Cover Image for Finally, we have an 'official' definition for open-source artificial intelligence.
Wed Oct 30 2024

Finally, we have an 'official' definition for open-source artificial intelligence.

The OSI, which has self-proclaimed itself as the arbiter of everything related to open source software, has released its first definition of 'open source' artificial intelligence.

The Open Source Initiative (OSI), an organization established to define and manage the concept of open source, has released version 1.0 of its Open Source AI Definition (OSAID). This document, the result of several years of collaboration with academia and industry, aims to establish a standard that allows individuals to determine whether an AI model can be considered open source.

A key objective of this definition is to help policymakers and AI developers have a common understanding. Stefano Maffulli, OSI's executive vice president, emphasized that regulations surrounding AI are under scrutiny, and some entities, like the European Commission, have shown interest in granting special recognition to open source initiatives. To achieve this consensus, the OSI made a deliberate effort to engage a wide variety of stakeholders beyond the usual tech groups.

For an AI model to be classified as open source under the OSAID, it must provide sufficient information about its design that allows a person to recreate it "substantially." Furthermore, relevant details about the training data, including its origin and processing, must be disclosed. According to Maffulli, an open source AI model must allow for a comprehensive understanding of its construction, including access to the complete code used in training and data filtering. Rights of use for developers are also established, such as the freedom to employ and modify the model without the need for prior permissions.

Despite the importance of the OSAID, the OSI lacks enforcement mechanisms to pressure developers to adhere to this definition. However, it plans to highlight those models that are described as "open source" but do not meet the established criteria. Although the results of this approach have been varied, the goal is for the AI community not to recognize as "open source" those that are not truly so.

Historically, many companies have used the term "open source" ambiguously. Companies like Meta have faced criticism for using this classification to describe their strategies for releasing AI models, which in many cases do not meet the OSAID standards. For example, Meta requires platforms with over 700 million monthly active users to request a special license to use its Llama models. After discussions with the OSI, Google and Microsoft agreed to stop using the term for models that are not completely open, while Meta has maintained its position.

Some startups have also faced criticism, such as Stability AI and Mistral, which have implemented restrictions that limit the commercial use of their models. A study from last August revealed that many "open source" models are actually only nominally open, as the necessary data to train them is not disclosed, and the computational power to run them is unattainable for many developers.
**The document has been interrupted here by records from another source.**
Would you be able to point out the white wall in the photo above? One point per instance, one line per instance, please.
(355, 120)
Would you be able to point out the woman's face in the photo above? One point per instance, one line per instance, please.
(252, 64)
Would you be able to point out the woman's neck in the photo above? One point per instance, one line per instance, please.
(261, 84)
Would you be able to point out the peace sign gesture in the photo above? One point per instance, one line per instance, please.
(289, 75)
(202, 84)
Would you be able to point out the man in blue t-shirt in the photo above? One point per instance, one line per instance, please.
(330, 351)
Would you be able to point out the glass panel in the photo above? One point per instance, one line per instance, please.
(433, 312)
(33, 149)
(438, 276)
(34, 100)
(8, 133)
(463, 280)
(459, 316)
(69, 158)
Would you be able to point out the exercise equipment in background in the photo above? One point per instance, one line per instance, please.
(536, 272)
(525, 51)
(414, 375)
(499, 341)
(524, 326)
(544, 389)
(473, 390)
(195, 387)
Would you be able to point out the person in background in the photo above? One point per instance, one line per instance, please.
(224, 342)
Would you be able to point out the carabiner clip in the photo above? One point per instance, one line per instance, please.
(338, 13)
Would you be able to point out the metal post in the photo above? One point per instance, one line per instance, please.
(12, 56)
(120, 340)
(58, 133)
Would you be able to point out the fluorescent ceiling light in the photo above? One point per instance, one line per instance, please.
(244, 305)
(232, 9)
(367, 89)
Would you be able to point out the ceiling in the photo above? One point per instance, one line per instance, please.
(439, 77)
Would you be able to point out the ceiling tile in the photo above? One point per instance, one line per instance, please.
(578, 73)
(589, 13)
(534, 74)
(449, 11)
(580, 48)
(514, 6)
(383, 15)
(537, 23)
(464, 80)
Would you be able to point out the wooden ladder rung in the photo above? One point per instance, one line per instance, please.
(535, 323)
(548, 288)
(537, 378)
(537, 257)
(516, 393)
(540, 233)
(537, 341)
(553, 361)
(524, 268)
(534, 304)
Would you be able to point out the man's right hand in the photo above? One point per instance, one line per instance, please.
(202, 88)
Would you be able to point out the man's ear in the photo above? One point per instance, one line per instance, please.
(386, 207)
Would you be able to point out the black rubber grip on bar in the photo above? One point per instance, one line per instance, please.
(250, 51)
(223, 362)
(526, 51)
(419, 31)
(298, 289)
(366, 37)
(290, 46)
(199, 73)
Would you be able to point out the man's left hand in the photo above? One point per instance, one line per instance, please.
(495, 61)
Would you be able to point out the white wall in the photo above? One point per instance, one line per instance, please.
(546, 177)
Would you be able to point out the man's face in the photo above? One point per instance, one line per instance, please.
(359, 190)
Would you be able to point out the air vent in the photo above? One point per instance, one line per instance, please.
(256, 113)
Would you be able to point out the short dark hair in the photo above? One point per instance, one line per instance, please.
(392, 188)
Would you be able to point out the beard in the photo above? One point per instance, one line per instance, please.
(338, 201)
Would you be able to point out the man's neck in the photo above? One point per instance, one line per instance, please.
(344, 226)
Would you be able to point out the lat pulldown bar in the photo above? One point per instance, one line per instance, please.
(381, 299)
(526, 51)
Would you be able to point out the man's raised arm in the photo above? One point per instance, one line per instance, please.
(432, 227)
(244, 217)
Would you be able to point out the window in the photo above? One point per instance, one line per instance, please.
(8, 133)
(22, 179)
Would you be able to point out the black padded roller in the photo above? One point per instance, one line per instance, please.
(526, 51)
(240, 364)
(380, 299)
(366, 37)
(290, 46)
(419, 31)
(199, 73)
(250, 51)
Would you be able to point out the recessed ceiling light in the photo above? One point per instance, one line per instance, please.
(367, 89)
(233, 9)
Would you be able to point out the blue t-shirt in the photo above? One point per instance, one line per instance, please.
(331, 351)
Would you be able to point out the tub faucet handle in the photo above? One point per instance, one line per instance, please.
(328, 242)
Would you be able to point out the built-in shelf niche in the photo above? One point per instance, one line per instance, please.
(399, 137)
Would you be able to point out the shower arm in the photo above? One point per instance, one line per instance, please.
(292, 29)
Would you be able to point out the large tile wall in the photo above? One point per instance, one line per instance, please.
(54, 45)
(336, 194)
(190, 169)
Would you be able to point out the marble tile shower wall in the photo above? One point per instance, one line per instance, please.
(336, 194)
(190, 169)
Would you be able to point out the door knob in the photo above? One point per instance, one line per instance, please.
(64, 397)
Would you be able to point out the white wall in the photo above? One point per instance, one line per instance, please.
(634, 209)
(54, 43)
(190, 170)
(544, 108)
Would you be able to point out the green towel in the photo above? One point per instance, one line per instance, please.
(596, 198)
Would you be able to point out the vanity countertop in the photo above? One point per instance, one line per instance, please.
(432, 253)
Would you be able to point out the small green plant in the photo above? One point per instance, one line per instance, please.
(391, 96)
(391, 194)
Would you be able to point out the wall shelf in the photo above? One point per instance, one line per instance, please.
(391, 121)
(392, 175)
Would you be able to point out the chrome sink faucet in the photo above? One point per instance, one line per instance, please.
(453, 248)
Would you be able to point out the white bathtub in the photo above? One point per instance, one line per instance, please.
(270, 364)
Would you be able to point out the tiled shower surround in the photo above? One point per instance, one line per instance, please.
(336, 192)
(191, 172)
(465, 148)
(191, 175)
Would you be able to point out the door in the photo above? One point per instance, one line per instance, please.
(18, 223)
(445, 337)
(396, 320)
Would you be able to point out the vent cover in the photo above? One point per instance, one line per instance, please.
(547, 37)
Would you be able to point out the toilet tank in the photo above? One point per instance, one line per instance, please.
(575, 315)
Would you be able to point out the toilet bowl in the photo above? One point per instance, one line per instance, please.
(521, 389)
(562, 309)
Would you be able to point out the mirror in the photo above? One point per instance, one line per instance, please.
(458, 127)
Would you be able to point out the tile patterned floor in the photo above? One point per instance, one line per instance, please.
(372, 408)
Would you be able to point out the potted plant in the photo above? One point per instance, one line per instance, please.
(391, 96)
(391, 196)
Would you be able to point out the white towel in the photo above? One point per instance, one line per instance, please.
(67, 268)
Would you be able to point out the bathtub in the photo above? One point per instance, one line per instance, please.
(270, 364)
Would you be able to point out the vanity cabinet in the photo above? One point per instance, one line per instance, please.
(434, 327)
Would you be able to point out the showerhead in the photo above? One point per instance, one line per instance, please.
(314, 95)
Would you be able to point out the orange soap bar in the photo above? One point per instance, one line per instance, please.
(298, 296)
Opinions on this situation are divergent. Meta rejected the criticism and questioned the OSAID definition, arguing that its licensing policies act as safeguards against harmful implementations, and that it is taking a cautious approach in disclosing information about its models. The company points out that other efforts are underway to define "open source AI."

Finally, some experts suggest that the OSAID may not adequately address the issue of licensing training data, which could limit its effectiveness in practice. Maffulli acknowledges that the definition will require updates, and the OSI has formed a committee to oversee its implementation and propose future amendments. This effort is being carried out collaboratively, taking into account the views of various stakeholders in the AI field.